Le silence domine la salle, seulement troublé par le cliquetis des caméras de la CRTV et le froissement des costumes… Puis le maître des lieux reprend la parole , le temps de donner les chiffres importants du scrutin , 8 millions d’inscrits, 4 millions de participants, 57620 bulletins nul puis vient la phrase que tout un pays attend : « Est déclaré gagnant pour avoir obtenu la majorité des suffrages exprimés le candidat Biya Paul».
Des applaudissements éclatent dans la salle, pleins, ronds, presque solennels. Sur les banquettes rouges du grand amphithéâtre, les membres du gouvernement, les barons du Rassemblement Démocratique du Peuple Camerounais (RDPC) et plusieurs figures diplomatiques se lèvent à demi, les mains jointes, sourires maîtrisés. Certains échangent des accolades discrètes, d’autres murmurent des félicitations.
Les caméras s’attardent sur les visages émus : un ministre ému, un autre dodeline de la tête, soulagé. Mais dans les rangs du fond, quelques visages demeurent fermés.
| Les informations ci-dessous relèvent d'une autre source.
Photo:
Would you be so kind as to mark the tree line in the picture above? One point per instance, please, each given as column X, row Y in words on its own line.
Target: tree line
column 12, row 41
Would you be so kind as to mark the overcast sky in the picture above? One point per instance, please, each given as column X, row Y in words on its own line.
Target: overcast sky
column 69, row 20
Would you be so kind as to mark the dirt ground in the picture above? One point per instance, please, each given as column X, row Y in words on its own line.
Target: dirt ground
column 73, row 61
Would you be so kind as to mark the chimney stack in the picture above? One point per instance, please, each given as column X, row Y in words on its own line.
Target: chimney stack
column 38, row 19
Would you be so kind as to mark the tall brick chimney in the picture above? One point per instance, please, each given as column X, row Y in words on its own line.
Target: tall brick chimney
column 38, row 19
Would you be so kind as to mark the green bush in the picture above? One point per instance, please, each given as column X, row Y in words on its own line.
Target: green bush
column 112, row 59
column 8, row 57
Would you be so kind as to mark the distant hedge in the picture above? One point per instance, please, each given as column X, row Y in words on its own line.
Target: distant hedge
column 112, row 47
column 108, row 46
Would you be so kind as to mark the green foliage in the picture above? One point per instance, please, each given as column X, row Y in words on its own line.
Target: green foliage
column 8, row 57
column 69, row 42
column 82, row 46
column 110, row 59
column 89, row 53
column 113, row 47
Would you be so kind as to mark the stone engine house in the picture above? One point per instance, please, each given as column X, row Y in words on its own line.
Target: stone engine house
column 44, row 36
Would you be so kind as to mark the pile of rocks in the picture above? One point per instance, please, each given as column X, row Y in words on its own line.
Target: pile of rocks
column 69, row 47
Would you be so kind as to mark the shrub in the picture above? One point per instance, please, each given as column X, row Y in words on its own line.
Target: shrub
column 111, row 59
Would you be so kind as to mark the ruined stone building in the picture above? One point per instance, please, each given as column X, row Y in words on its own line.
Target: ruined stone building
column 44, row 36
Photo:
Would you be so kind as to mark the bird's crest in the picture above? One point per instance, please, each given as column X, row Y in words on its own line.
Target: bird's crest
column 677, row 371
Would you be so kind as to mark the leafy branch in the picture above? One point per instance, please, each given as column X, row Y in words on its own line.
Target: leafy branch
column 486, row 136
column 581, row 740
Des diplomates observent en silence, notant chaque geste.
Des représentants de partis de l’opposition croisent les bras, impassibles, comme si la scène leur appartenait déjà. La joie des uns contraste avec la résignation des autres, créant dans la salle une tension presque palpable — un mélange d’orgueil et de lassitude, de triomphe et de doute.
Derrière cette euphorie maîtrisée, on sent la gravité du moment : le Cameroun entre dans un nouveau cycle du même règne, celui d’un homme que le temps n’efface pas.
Aux abords du Palais : entre ferveur et lassitude
Dehors, l’air de Yaoundé semble suspendu. Les sirènes de motards couvrent par instants les cris des partisans venus célébrer la victoire. Sous un soleil lourd, les pelouses du Palais des Congrès sont envahies par les chants improvisés. « Biya reste le garant de notre stabilité, tant qu’il est là, le Cameroun ne s’effondrera pas », confie Roger, 42 ans, fonctionnaire.
Plus loin, Mireille, étudiante en sciences politiques, observe la scène d’un air résigné : « C’est un mandat de plus, un mandat de trop. On vit dans un éternel recommencement ». Entre ferveur populaire et lassitude citoyenne, la ville traduit à elle seule le paradoxe camerounais : une nation à la fois fidèle et fatiguée.
Paul Biya, quarante-trois ans de pouvoir …. Et plus
Né le 13 février 1933 à Mvomeka’a, petit village blotti dans la verdure du Sud Cameroun, Paul Barthélemy Biya’a Bi Mvondo incarne à lui seul la mémoire politique du pays. Entré dans la haute administration à la faveur de l’indépendance, il gravit, pas à pas, les échelons de la République, jusqu’à succéder à Ahmadou Ahidjo le 6 novembre 1982. Depuis, il tient fermement la barre de l’État, traversant les tempêtes du temps avec un mélange de prudence, de distance et de maîtrise.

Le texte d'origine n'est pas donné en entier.